Id. at 210. In Madoff III, the court held that a claim alleging that
a third party violated an independent duty owed to the plaintiff
was not derivative of a trustee's claim seeking to avoid a transfer
to that third party.
Id. at 209-10. Here, PIEC's claims
- 27 - necessarily compete with Darr's claims; they are not at all
independent.11
Thus, PIEC has failed to show that the district court
erred in concluding, in adopting the bankruptcy court's
recommendations, that the unjust enrichment claims are
"indistinguishable" from Darr's Avoidance Actions. The putative
PIEC classes were harmed in the same way the rest of the TelexFree
Net Loser creditors were harmed: they purchased worthless
membership plans in a fraudulent Ponzi/pyramid scheme.
Because we reject the PIEC Defendants' argument that the
unjust enrichment claims are not derivative of Darr's Avoidance
Actions, we reject their challenge to the bankruptcy court's
conclusion that their attempt to assert unjust enrichment claims
is an attempt to exercise "control" over the Avoidance Actions,
and thus property of the estate, in violation of the automatic
stay.
11 U.S.C. § 362(a)(3).

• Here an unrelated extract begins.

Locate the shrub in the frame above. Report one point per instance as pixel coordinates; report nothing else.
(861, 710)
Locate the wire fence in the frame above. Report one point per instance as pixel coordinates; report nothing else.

We have dealt with the arguments
PIEC has raised and are not persuaded.
III.
Affirmed. Costs are awarded to Darr.
11We note, also, that the court in Madoff III analyzed the fraudulent transfer claims under § 362(a)(1), not § 362(a)(3) as we do here. In fact, the court cast doubt on whether a derivative analysis would be appropriate under § 362(a)(3). See Madoff III,
762 F.3d at 208. We need not resolve that issue to reject PIEC's argument as meritless.